Definitely. "Older babies and toddlers often get jealous when their mom holds another baby," says a pediatrician. "It usually happens between 9 and 15 months." "Your baby is used to having all the attention. If there's suddenly someone else to share it with, he/she is going to say, 'Hey! That's my mom!'"
In fact, one study found that babies as young as 6 months express an early form of jealousy. The infants reacted negatively as their mothers "cared for" lifelike dolls instead of them.
The positive side to your baby's jealousy is that it means he or she truly knows who you are and wants your attention. You're bonded. If you haven't seen your baby demonstrate separation anxiety when you leave the room or the house, or stranger anxiety when a new person walks into the room, you probably will soon.
If you and your baby are visiting a friend and you pick up a cuddly newborn and begin cooing at her, it's normal for your baby to possessively demand your attention.
At this age, your baby is too young to understand the concept of sharing Mom.

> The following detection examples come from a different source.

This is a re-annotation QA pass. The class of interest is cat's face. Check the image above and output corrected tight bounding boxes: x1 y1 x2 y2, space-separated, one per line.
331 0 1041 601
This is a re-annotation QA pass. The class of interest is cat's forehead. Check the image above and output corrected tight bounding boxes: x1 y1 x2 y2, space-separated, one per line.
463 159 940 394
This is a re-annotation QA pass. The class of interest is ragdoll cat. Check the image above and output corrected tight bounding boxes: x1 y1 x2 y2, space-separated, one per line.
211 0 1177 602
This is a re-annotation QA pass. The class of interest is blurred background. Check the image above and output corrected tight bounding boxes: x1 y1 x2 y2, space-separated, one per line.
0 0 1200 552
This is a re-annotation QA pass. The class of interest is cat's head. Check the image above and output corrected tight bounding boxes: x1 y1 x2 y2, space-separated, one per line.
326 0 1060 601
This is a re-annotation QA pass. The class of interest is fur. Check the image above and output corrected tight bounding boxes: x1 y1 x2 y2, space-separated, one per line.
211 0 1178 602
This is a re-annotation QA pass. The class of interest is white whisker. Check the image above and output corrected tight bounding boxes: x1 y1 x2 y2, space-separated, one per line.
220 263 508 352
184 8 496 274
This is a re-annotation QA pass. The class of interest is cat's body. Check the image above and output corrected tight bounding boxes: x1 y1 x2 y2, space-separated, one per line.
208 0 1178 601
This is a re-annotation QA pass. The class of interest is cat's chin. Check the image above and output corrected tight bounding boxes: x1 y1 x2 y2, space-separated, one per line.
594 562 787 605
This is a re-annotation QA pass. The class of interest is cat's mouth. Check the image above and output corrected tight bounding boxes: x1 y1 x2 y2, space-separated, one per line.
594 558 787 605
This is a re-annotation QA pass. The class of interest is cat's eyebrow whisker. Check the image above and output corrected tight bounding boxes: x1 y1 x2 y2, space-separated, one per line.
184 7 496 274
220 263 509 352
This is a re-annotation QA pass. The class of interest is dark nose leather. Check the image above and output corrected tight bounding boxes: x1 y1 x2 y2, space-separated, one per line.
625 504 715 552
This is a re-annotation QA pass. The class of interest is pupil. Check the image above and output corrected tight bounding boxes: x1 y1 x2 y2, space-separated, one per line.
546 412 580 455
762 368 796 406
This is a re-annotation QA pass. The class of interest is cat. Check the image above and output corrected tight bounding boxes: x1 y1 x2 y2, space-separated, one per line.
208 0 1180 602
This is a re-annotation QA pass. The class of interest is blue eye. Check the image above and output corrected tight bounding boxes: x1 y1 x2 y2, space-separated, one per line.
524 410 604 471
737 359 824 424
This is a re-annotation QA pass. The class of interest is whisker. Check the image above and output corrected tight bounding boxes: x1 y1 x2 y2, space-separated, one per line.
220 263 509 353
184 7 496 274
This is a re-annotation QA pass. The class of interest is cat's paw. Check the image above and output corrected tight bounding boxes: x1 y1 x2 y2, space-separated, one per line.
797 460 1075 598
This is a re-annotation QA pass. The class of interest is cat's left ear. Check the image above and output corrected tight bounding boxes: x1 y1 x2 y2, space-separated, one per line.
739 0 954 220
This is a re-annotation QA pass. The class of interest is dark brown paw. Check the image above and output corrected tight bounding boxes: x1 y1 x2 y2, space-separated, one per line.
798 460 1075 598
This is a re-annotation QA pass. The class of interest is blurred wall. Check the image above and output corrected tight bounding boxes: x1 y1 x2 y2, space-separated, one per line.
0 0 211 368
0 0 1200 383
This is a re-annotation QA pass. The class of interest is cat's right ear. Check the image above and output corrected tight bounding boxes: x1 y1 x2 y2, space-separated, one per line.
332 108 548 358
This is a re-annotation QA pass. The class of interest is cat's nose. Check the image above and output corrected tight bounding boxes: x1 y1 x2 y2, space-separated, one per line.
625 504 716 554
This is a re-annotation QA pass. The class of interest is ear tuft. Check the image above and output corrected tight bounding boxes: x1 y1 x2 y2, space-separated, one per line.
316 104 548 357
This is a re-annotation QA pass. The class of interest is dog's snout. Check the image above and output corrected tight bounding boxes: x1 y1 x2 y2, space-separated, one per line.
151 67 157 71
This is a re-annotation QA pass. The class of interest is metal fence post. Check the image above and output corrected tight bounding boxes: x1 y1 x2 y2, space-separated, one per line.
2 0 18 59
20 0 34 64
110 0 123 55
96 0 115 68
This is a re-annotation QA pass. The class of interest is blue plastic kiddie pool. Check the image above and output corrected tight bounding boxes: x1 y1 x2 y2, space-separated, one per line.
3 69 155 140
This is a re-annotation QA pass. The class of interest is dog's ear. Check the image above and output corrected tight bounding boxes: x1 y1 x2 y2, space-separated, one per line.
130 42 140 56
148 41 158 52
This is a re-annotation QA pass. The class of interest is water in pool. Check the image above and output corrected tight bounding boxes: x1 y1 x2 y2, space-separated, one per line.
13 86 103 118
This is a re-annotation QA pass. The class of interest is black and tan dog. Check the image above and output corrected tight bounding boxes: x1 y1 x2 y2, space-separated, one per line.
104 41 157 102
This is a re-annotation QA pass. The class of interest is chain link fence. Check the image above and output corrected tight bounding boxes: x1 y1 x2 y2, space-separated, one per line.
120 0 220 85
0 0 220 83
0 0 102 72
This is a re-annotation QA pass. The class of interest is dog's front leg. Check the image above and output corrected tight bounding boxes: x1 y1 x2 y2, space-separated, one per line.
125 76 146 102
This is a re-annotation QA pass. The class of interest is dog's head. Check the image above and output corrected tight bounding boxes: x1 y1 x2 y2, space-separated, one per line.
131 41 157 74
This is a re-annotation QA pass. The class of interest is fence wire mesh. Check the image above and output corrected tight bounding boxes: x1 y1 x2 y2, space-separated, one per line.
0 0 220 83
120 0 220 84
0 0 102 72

Pass the friend's baby back, pick up your child, and look at the baby together. When your child is distracted by some toys across the room, you can try holding your friend's baby again.
When your child is older, it's important to teach him or her to accept your giving attention to other children. One way to do this is to involve your child right off the bat. Ask, "Should we hold the baby together?" Or say, "I'm going to hold the baby – why don't you help me?" Ask your child to hold the baby's feet or blanket.
If you get your child to participate, he/she will feel appreciated and involved. And remember to praise him/her for doing a great job helping."